This is just a brief post to mention that that today’s Daily Mail has an article about a pregnant women with a spreading melanoma. In my book, linked on this site, I have a chapter on melanoma and several stories of patients whose melanoma went wild during a pregnancy. There is no report in the medical literature that supports this connection. Most reports deny any connection, although a few mention some negative prognosis.
The literature continues to be split on the role of pregnancy in melanoma; however, most recent series show no difference in survival. Multiple studies have failed to show significant effects of female hormones on melanoma cells or on the incidence or progression of melanoma.
In my book, I describe several cases where pregnancy would “awaken” melanomas that had been removed years earlier or would stimulate worrisome growth in moles. Two of my patients had extensive metastatic melanoma during pregnancy that disappeared after the baby was delivered, in one case with my help. Both women were disease free many years later and neither had another pregnancy.
How interesting that this young woman has developed metastatic melanoma during pregnancy. I wonder how it will turn out.
I wonder if there’s any relation to her body stimulating cell growth in the child, and somehow that goes awry?

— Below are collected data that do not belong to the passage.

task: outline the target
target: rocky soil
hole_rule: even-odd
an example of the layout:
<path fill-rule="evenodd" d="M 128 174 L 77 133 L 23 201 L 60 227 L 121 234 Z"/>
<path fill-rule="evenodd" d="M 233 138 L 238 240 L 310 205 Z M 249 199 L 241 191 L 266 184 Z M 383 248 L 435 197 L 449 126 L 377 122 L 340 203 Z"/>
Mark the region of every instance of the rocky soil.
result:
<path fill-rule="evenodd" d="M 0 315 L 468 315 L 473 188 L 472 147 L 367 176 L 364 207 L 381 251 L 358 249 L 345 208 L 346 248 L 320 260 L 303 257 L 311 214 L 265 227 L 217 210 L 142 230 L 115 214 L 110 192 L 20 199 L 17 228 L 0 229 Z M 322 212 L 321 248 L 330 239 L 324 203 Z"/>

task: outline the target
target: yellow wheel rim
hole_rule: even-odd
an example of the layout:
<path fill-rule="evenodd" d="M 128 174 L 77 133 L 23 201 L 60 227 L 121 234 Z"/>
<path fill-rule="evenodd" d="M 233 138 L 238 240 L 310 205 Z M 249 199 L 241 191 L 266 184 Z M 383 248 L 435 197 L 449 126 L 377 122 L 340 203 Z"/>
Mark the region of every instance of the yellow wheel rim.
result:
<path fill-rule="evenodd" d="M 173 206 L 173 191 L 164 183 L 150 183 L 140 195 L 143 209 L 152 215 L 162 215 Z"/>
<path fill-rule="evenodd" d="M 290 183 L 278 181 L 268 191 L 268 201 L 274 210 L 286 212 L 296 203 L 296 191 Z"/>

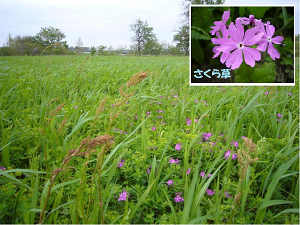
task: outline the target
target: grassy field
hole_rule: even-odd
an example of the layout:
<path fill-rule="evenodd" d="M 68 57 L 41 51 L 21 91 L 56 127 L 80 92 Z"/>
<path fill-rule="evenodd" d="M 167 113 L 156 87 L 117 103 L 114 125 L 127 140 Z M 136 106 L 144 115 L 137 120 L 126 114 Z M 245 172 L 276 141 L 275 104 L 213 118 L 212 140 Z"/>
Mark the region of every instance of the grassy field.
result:
<path fill-rule="evenodd" d="M 0 57 L 1 223 L 299 223 L 299 64 L 295 87 L 188 74 L 187 57 Z"/>

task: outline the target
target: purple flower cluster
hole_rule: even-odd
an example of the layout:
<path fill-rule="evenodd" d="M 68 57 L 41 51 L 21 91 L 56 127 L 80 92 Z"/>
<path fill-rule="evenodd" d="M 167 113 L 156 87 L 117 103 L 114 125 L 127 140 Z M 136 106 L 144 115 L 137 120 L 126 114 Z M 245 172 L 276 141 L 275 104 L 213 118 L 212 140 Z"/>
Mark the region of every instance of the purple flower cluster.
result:
<path fill-rule="evenodd" d="M 125 160 L 121 159 L 121 161 L 118 164 L 118 167 L 122 168 L 124 166 Z"/>
<path fill-rule="evenodd" d="M 281 36 L 273 37 L 275 27 L 261 20 L 257 20 L 253 15 L 249 18 L 237 18 L 235 24 L 226 25 L 230 16 L 230 10 L 224 11 L 222 21 L 215 21 L 215 26 L 211 27 L 212 35 L 217 38 L 212 38 L 211 41 L 216 46 L 213 48 L 215 55 L 218 57 L 221 53 L 221 63 L 225 63 L 228 68 L 232 70 L 237 69 L 243 62 L 243 55 L 245 63 L 251 67 L 255 66 L 255 61 L 261 59 L 260 51 L 265 51 L 268 48 L 268 54 L 273 60 L 279 58 L 279 52 L 274 48 L 273 44 L 282 44 L 284 40 Z M 244 30 L 243 25 L 250 25 L 250 29 Z M 222 34 L 222 37 L 221 35 Z M 258 45 L 257 48 L 253 48 Z"/>
<path fill-rule="evenodd" d="M 191 169 L 187 169 L 186 174 L 189 175 L 191 173 Z"/>
<path fill-rule="evenodd" d="M 179 164 L 179 162 L 180 162 L 179 159 L 173 159 L 173 158 L 170 158 L 170 160 L 169 160 L 169 163 L 170 163 L 170 164 L 173 164 L 173 163 Z"/>
<path fill-rule="evenodd" d="M 237 141 L 232 141 L 231 142 L 231 145 L 234 145 L 234 147 L 239 147 L 239 143 Z"/>
<path fill-rule="evenodd" d="M 277 113 L 277 122 L 280 121 L 280 118 L 282 117 L 282 115 L 280 113 Z"/>
<path fill-rule="evenodd" d="M 228 159 L 231 155 L 231 150 L 227 150 L 227 152 L 224 154 L 224 158 L 225 159 Z M 235 160 L 237 159 L 237 154 L 236 153 L 233 153 L 232 154 L 232 160 Z"/>
<path fill-rule="evenodd" d="M 201 173 L 199 173 L 199 176 L 201 176 L 202 178 L 206 177 L 206 174 L 205 174 L 204 170 Z M 210 176 L 211 176 L 211 174 L 208 174 L 207 178 L 210 177 Z"/>
<path fill-rule="evenodd" d="M 129 197 L 128 195 L 129 193 L 123 189 L 123 192 L 120 193 L 120 197 L 118 198 L 118 201 L 121 202 L 121 201 L 126 201 L 127 198 Z"/>
<path fill-rule="evenodd" d="M 213 134 L 210 133 L 210 132 L 208 132 L 208 133 L 203 133 L 203 135 L 202 135 L 202 141 L 208 141 L 212 135 L 213 135 Z"/>
<path fill-rule="evenodd" d="M 209 195 L 209 196 L 212 196 L 212 195 L 214 195 L 215 193 L 216 193 L 215 190 L 210 190 L 210 189 L 207 189 L 207 190 L 206 190 L 206 194 Z M 232 197 L 231 195 L 228 194 L 228 193 L 229 193 L 228 191 L 225 191 L 224 193 L 225 193 L 225 196 L 226 196 L 227 198 L 231 198 L 231 197 Z M 220 194 L 220 192 L 219 192 L 219 194 Z"/>
<path fill-rule="evenodd" d="M 115 128 L 115 132 L 120 132 L 120 134 L 127 134 L 126 131 L 119 130 L 118 128 Z"/>
<path fill-rule="evenodd" d="M 175 149 L 180 151 L 181 150 L 181 147 L 182 147 L 182 143 L 178 143 L 175 145 Z"/>
<path fill-rule="evenodd" d="M 209 196 L 212 196 L 212 195 L 215 194 L 215 190 L 207 189 L 207 190 L 206 190 L 206 194 L 209 195 Z"/>
<path fill-rule="evenodd" d="M 192 123 L 192 120 L 188 117 L 188 118 L 186 118 L 185 119 L 185 121 L 186 121 L 186 125 L 191 125 L 191 123 Z M 197 123 L 198 122 L 198 120 L 197 119 L 195 119 L 195 123 Z"/>
<path fill-rule="evenodd" d="M 180 196 L 182 193 L 175 193 L 176 197 L 174 198 L 175 202 L 183 202 L 184 199 Z"/>
<path fill-rule="evenodd" d="M 168 181 L 167 181 L 167 185 L 170 186 L 171 184 L 173 184 L 173 180 L 168 180 Z"/>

I remember when early birth control pills sometimes cause pigmentation of the face in some women.
The use of oral estrogen-progestogen contraceptives may cause melasma, an epidermal hyperpigmentation in sun-exposed areas of the face. It is assumed that elevated estrogen levels lead to the activation of melanocytes, while the role of the gestagen component of contraceptives in pigmentation remains unclear and may vary between the different progestogens. In this study, we analyzed the distinct effects of progesterone and chlormadinone acetate (CMA) on melanocytes in comparison with estrogen.
It’s odd that this has not translated to concerns about pregnancy but there literature is almost zero even after my own experiences described in the book.
We have a friend who contracted melanoma on her arm during her pregnancy. She had some sort of localized chemo to the malignancy and then they induced labor as soon as it was safe.
I read that section in your book about Kathy. It seems a good area for further research is exploring that mechanism that shuts down the growth after the baby’s born.
I refer to the Daily mail as the Old England Journal of Medicine.